人はなぜ平等ではないのか。生きているとそう考え、絶望する日がある。例えば生まれ落ちた家庭の経済状況に格差があり、それが苦しみに繋がるケースは少なくない。

『私がわたしを売る理由』(夏子久/小学館)はパパ活に翻弄される女性の姿を通して、今を生きる若い世代が感じている格差をリアルに描いたオムニバス形式の作品で、現在は第3部がサイコミで連載スタートしている。本稿では第1部の内容を中心に紹介。

第1部の主人公はパパ活にのめり込んでしまった女子大生。都内の有名大学に進学した松本椿は貧困家庭に生まれ、両親から金銭的援助を受けられずにアルバイト漬けの日々。自力で学費と生活費を稼ぎ、なんとかキャンパスライフを送っていた。

だが緊急事態宣言の発令によってアルバイト収入はゼロに。困り果ててネットで新たなアルバイトを検索していると目に飛び込んできたのは「パパ活」の文字。

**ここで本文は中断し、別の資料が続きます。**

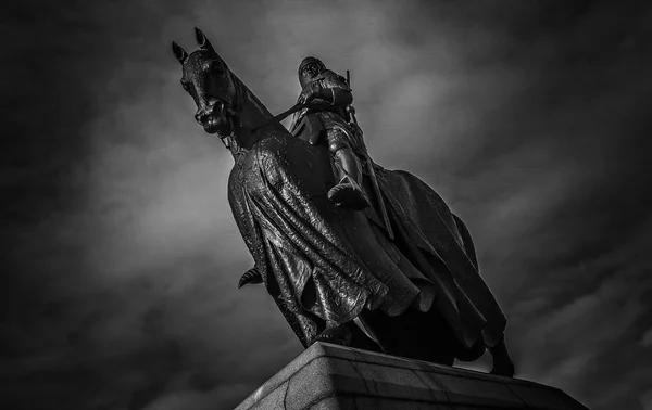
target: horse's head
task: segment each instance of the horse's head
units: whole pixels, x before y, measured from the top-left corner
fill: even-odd
[[[204,131],[225,138],[234,131],[239,105],[236,79],[204,34],[199,28],[195,34],[200,49],[190,55],[172,42],[172,52],[183,66],[181,86],[197,104],[197,123]]]

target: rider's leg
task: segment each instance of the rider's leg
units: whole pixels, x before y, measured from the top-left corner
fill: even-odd
[[[355,210],[369,206],[362,190],[362,167],[346,136],[337,129],[326,131],[328,150],[334,157],[339,182],[328,191],[328,198],[343,208]]]
[[[514,362],[507,351],[504,336],[496,346],[489,346],[488,349],[493,358],[493,369],[491,369],[491,374],[513,377],[515,372]]]

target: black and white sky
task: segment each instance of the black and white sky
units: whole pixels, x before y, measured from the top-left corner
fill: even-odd
[[[652,409],[652,3],[554,0],[8,5],[0,408],[230,409],[302,351],[236,289],[195,26],[274,113],[305,55],[350,69],[371,155],[468,225],[517,376]]]

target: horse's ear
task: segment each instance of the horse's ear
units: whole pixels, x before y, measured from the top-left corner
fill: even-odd
[[[197,27],[195,27],[195,36],[197,37],[197,46],[201,47],[202,50],[215,52],[206,36]]]
[[[184,48],[176,43],[176,41],[172,42],[172,53],[179,61],[179,63],[184,64],[186,59],[188,59],[188,53]]]

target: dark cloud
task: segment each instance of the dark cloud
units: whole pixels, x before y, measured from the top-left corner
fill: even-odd
[[[592,409],[652,406],[644,2],[7,15],[1,407],[228,409],[301,351],[264,290],[236,290],[251,258],[226,202],[233,159],[193,123],[170,51],[193,49],[196,25],[273,112],[304,55],[351,69],[374,158],[467,221],[518,375]]]

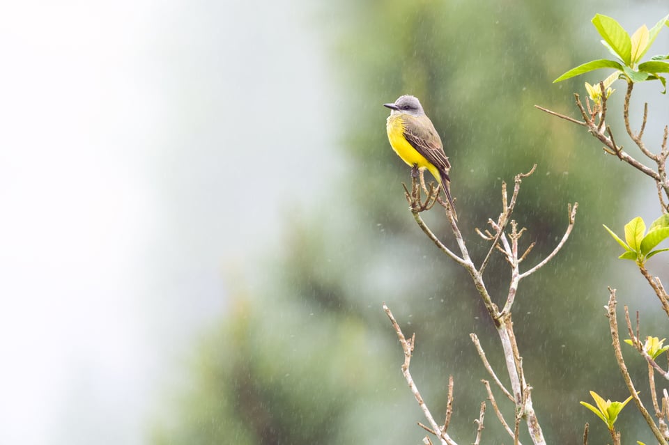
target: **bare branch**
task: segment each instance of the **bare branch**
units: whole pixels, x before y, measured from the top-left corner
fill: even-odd
[[[447,247],[439,238],[430,230],[430,228],[427,226],[427,224],[423,221],[423,219],[420,217],[420,214],[418,212],[411,210],[411,213],[413,214],[413,217],[416,220],[416,223],[418,224],[418,226],[423,231],[423,233],[427,235],[430,240],[441,250],[443,252],[451,257],[456,263],[463,266],[467,266],[468,264],[461,258],[454,253],[448,247]]]
[[[634,141],[634,143],[636,144],[636,146],[639,148],[639,150],[641,150],[641,153],[645,155],[647,157],[657,162],[657,161],[659,159],[658,155],[650,153],[650,150],[646,148],[643,141],[641,140],[641,136],[643,134],[643,130],[646,127],[646,118],[648,108],[647,104],[646,104],[646,107],[645,107],[643,122],[641,124],[641,131],[639,132],[639,134],[635,134],[634,132],[632,131],[632,129],[629,126],[629,101],[632,95],[632,88],[633,88],[634,83],[628,80],[627,91],[625,93],[625,100],[622,105],[622,117],[623,120],[625,122],[625,130],[627,130],[627,134],[629,134],[629,137],[632,139],[632,141]]]
[[[551,111],[551,110],[548,109],[547,108],[544,108],[543,107],[539,107],[539,105],[535,105],[535,108],[537,108],[537,109],[541,110],[542,111],[544,111],[544,112],[545,112],[545,113],[548,113],[548,114],[551,114],[551,115],[555,116],[556,116],[556,117],[558,117],[558,118],[560,118],[560,119],[564,119],[565,120],[569,120],[569,122],[571,122],[571,123],[575,123],[575,124],[577,124],[577,125],[583,125],[583,127],[587,127],[587,124],[585,123],[585,122],[581,122],[580,120],[576,120],[576,119],[574,119],[574,118],[570,118],[569,116],[564,116],[564,114],[560,114],[560,113],[556,113],[556,112],[555,112],[555,111]]]
[[[474,439],[473,445],[479,445],[481,443],[481,433],[483,432],[483,419],[486,415],[486,403],[481,402],[481,413],[479,418],[474,421],[474,423],[478,425],[476,429],[476,438]]]
[[[648,283],[650,284],[653,290],[655,291],[655,295],[657,295],[657,298],[660,300],[660,304],[662,304],[662,309],[664,309],[665,313],[669,317],[669,295],[667,295],[666,291],[664,290],[664,286],[662,286],[662,282],[660,281],[660,279],[651,275],[643,264],[639,265],[639,270],[641,272],[641,274],[647,280]]]
[[[446,403],[446,418],[444,419],[444,431],[448,430],[451,423],[451,415],[453,414],[453,376],[448,376],[448,398]]]
[[[469,336],[471,338],[472,341],[474,342],[474,346],[476,347],[476,350],[479,353],[479,357],[481,357],[481,361],[483,361],[483,366],[486,368],[486,370],[488,371],[488,373],[490,374],[490,376],[493,377],[493,380],[495,381],[495,383],[497,384],[498,387],[502,390],[502,392],[504,393],[504,395],[507,396],[512,402],[515,403],[514,400],[514,396],[511,395],[511,393],[504,387],[504,385],[502,384],[502,382],[500,381],[500,379],[498,378],[497,375],[495,373],[495,371],[493,370],[493,367],[490,366],[490,362],[488,361],[488,358],[486,357],[486,353],[483,350],[483,348],[481,346],[481,342],[479,341],[479,338],[476,336],[475,334],[470,334]]]
[[[490,260],[491,255],[492,255],[493,251],[495,250],[495,247],[498,245],[498,242],[500,241],[500,237],[504,233],[504,229],[506,228],[507,224],[509,222],[509,219],[511,218],[512,214],[514,212],[514,208],[516,207],[516,201],[518,198],[518,194],[521,191],[521,182],[523,182],[523,180],[525,178],[529,177],[532,173],[535,173],[535,171],[537,169],[537,164],[535,164],[532,166],[532,169],[530,169],[526,173],[518,173],[516,175],[516,177],[514,180],[514,193],[511,196],[511,203],[507,205],[508,197],[507,196],[507,184],[506,182],[502,182],[502,213],[500,214],[500,217],[496,225],[494,225],[492,219],[489,219],[489,221],[491,223],[491,225],[493,226],[493,228],[496,231],[495,239],[493,241],[492,245],[491,245],[490,249],[488,250],[488,253],[486,254],[486,257],[484,258],[483,261],[481,263],[481,267],[479,267],[479,273],[481,275],[483,275],[483,271],[485,270],[486,266],[488,265],[488,262]]]
[[[413,396],[415,398],[416,401],[418,402],[418,405],[422,410],[423,414],[424,414],[425,418],[427,419],[430,426],[432,427],[433,431],[436,432],[435,435],[439,438],[439,440],[442,444],[445,444],[446,445],[457,445],[455,441],[451,439],[450,436],[448,435],[448,433],[447,433],[445,431],[442,431],[440,430],[439,426],[437,425],[436,421],[434,420],[434,417],[432,416],[432,414],[430,412],[429,409],[427,407],[427,405],[423,400],[423,398],[421,396],[420,392],[418,391],[418,387],[416,386],[416,384],[413,381],[413,378],[411,377],[411,373],[409,372],[409,364],[411,362],[411,355],[413,353],[413,347],[415,345],[416,334],[414,334],[410,340],[407,340],[404,337],[404,334],[402,334],[402,329],[399,327],[399,325],[397,323],[395,318],[392,315],[392,312],[390,311],[390,309],[387,306],[385,305],[385,303],[383,304],[383,311],[385,311],[388,318],[390,319],[390,322],[392,324],[392,327],[395,329],[395,333],[397,334],[397,338],[399,339],[399,343],[402,346],[402,350],[404,351],[404,363],[401,366],[402,375],[404,376],[404,380],[406,380],[406,382],[408,384],[409,389],[413,393]]]
[[[560,240],[560,242],[558,243],[558,245],[555,246],[555,248],[553,250],[553,251],[551,252],[551,253],[548,254],[548,256],[544,258],[544,260],[541,263],[537,264],[536,266],[521,274],[520,275],[521,279],[525,278],[525,276],[528,276],[535,273],[535,272],[537,272],[537,270],[539,270],[539,269],[545,266],[548,261],[552,260],[553,257],[555,257],[555,255],[558,254],[558,252],[560,251],[560,250],[562,248],[562,246],[564,245],[564,243],[567,242],[567,240],[569,237],[569,234],[571,233],[571,229],[574,228],[574,223],[576,217],[577,208],[578,208],[578,203],[574,203],[573,207],[571,205],[569,206],[569,224],[567,226],[567,230],[564,231],[564,235],[562,235],[562,239]]]
[[[493,391],[490,388],[490,382],[488,382],[488,380],[481,380],[481,382],[482,382],[483,384],[486,386],[486,391],[488,392],[488,400],[490,400],[490,404],[492,405],[493,410],[497,415],[497,419],[500,421],[500,423],[502,423],[502,426],[504,427],[504,429],[506,430],[507,432],[509,433],[509,435],[513,437],[514,432],[512,431],[511,428],[509,427],[509,424],[507,423],[507,421],[504,420],[504,416],[502,414],[502,412],[497,406],[497,402],[495,401],[495,396],[493,396]]]

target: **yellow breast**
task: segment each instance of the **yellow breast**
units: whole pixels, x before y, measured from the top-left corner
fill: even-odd
[[[386,130],[388,131],[388,140],[390,146],[397,155],[408,165],[417,165],[420,168],[428,168],[431,171],[434,168],[422,155],[416,151],[404,137],[404,124],[401,114],[391,114],[386,121]]]

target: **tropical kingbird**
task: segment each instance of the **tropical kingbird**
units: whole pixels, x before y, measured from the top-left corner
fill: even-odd
[[[439,134],[425,114],[418,99],[400,96],[394,104],[383,104],[392,111],[386,123],[388,140],[397,155],[408,165],[427,169],[441,185],[446,198],[455,213],[449,190],[451,164],[444,153]]]

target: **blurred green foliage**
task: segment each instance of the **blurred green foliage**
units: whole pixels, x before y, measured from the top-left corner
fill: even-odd
[[[580,127],[533,107],[569,114],[571,91],[583,88],[551,84],[585,57],[574,23],[587,23],[594,11],[574,10],[577,3],[324,6],[336,24],[323,24],[323,38],[337,42],[332,70],[344,93],[332,118],[341,120],[349,174],[312,214],[288,221],[279,257],[259,262],[260,289],[232,297],[229,315],[197,354],[192,387],[155,428],[155,443],[420,443],[416,421],[424,419],[400,374],[401,350],[382,302],[406,333],[416,332],[412,372],[438,418],[454,375],[449,431],[461,443],[473,440],[472,421],[486,397],[479,381],[489,376],[468,334],[477,334],[502,375],[499,342],[468,276],[439,254],[407,210],[401,182],[410,180],[409,169],[387,142],[381,106],[401,94],[421,100],[441,134],[460,226],[477,261],[486,246],[474,228],[497,217],[502,180],[512,184],[515,174],[539,166],[523,182],[514,215],[528,228],[524,245],[537,243],[527,267],[562,237],[567,203],[580,203],[567,246],[521,283],[515,305],[548,442],[580,440],[592,419],[578,400],[588,390],[625,398],[607,348],[608,263],[599,251],[608,236],[602,215],[615,217],[619,203],[610,197],[622,193],[626,173]],[[452,244],[438,210],[425,218]],[[508,282],[499,256],[486,274],[499,303]],[[484,442],[500,443],[491,442],[505,434],[492,411],[485,425]],[[591,441],[606,435],[591,430]]]

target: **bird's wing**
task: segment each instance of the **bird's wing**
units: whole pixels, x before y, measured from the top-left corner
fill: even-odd
[[[451,164],[444,153],[441,139],[437,134],[437,130],[434,129],[434,125],[427,116],[424,116],[420,123],[422,125],[406,125],[404,137],[416,151],[431,164],[434,164],[440,171],[447,173]]]

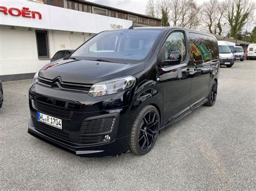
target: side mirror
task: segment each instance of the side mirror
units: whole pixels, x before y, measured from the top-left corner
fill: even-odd
[[[178,51],[171,52],[168,59],[163,59],[161,66],[176,65],[181,61],[181,53]]]

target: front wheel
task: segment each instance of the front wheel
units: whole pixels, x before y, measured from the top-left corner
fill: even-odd
[[[205,103],[205,105],[212,106],[214,104],[217,96],[217,82],[214,80],[212,82],[211,91],[207,97],[207,101]]]
[[[131,132],[130,149],[134,154],[143,155],[153,148],[160,128],[160,115],[154,106],[145,107],[133,123]]]

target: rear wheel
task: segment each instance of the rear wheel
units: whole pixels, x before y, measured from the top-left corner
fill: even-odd
[[[217,96],[217,82],[214,80],[212,84],[211,91],[207,97],[207,102],[205,103],[205,105],[212,106],[214,104]]]
[[[157,108],[151,105],[144,107],[139,112],[132,127],[130,148],[138,155],[147,153],[157,140],[160,128],[160,115]]]

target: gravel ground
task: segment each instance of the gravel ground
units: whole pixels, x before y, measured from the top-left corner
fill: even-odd
[[[173,125],[142,157],[80,158],[31,136],[32,81],[4,82],[0,189],[256,189],[255,68],[221,67],[215,104]]]

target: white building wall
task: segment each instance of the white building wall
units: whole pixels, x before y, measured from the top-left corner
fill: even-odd
[[[35,31],[0,25],[0,75],[34,73],[50,62],[39,60]],[[85,33],[86,34],[86,33]],[[50,58],[58,51],[76,49],[91,36],[82,33],[48,31]]]

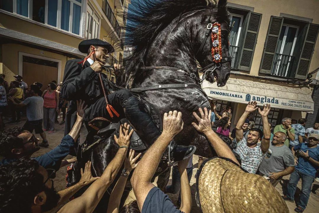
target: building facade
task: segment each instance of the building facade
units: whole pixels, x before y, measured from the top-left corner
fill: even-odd
[[[222,87],[216,83],[202,86],[216,100],[218,111],[232,107],[233,127],[246,103],[254,100],[260,106],[271,105],[268,117],[273,127],[285,117],[298,120],[308,113],[313,113],[309,118],[317,117],[319,103],[312,95],[319,74],[309,74],[319,66],[317,2],[228,1],[232,26],[230,78]],[[251,118],[261,127],[258,113]]]
[[[94,38],[115,46],[108,62],[121,63],[123,47],[117,44],[126,2],[0,0],[0,73],[8,82],[19,74],[28,85],[59,83],[66,61],[86,56],[79,43]],[[115,81],[113,73],[110,78]]]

お茶をするだけで5000円……。甘い謳い文句に惹かれ、椿は半信半疑でパパ活の世界へ足を踏み入れる。そこで出会った男性たちは人格を否定してきたり、体の関係を求めてきたりと、みなどこか危険。真面目な椿は初めは接し方に悩み、彼らからの言葉に傷つきもしたが、やがて上手いかわし方を身に着けて要領よく稼ぎ始める。

パパ活を始めて金銭的な余裕ができたことでキャンパスライフは大きく変化する。普通の大学生のように、おしゃれをして友人と遊びに行くことができ、勉強に打ち込めるようにもなった。

ところがある日、友人からパパ活疑惑を向けられてしまう。焦った椿は「気持ち悪い」と否定してその場を切り抜けるも心はモヤモヤ。下心がある男性に媚びを売り、お金を貰っている自分に嫌気がさした。

なぜ自分は親に守ってもらえないのか。親の援助を受けながらキャンパスライフを楽しむ同級生と自分を比較し、そう絶望する椿の姿は読み手の胸に重いものを残す。

精神的につらくなった椿はパパ活を辞め、アルバイト漬けの日々に戻ろうと決意する。これまで出会った男性たちとも縁を切り始めたが、そのうちのひとりがストーカー化し、彼女は想像を絶する恐怖を体験することに……。

本作はフィクションではあるが、描かれているのはこの社会のどこかで起きているリアルな問題だ。椿の生き方に触れると「自分を売る」という行為には様々な理由があることを痛感させられる。

パパ活という行為は批判が向けられやすい一方、支援の手は伸ばされにくい。だが、当事者の中には椿のように支援を必要としているケースも少なくない。どんな支援があれば若い世代が直面している格差を失くしていけるのか。椿の苦しみが読者にそう問いかけてくるようだ。

なお、椿と同級生・蒼真の恋愛模様も必見だ。椿がパパ活をしているなど知らない蒼真は、親に頼らず生活している椿を「かっこいい」と称賛し、次第に椿のことが気になり始める。椿もパパ活を隠していることに負い目を感じつつ、心優しい蒼真に惹かれていく……。

第2部では、32歳のOL・桜子が主人公。特別な才能もこれといった人生の目標も持っていないが、容姿の良さを利用してパパ活で稼いでいた。だが年齢的な限界を感じはじめ、そろそろ普通の生活と結婚を意識し始めた頃、勤務先の社長とのパパ活中に、彼から誕生日ディナーに誘われる。プロポーズを期待する彼女だったがーー。そして連載中の第3部は地雷系女子の物語が展開中だ。

果たして「パパ活」は彼女たちにどんな結末をもたらすのか。いずれのストーリーもハラハラしながら見守ってほしい。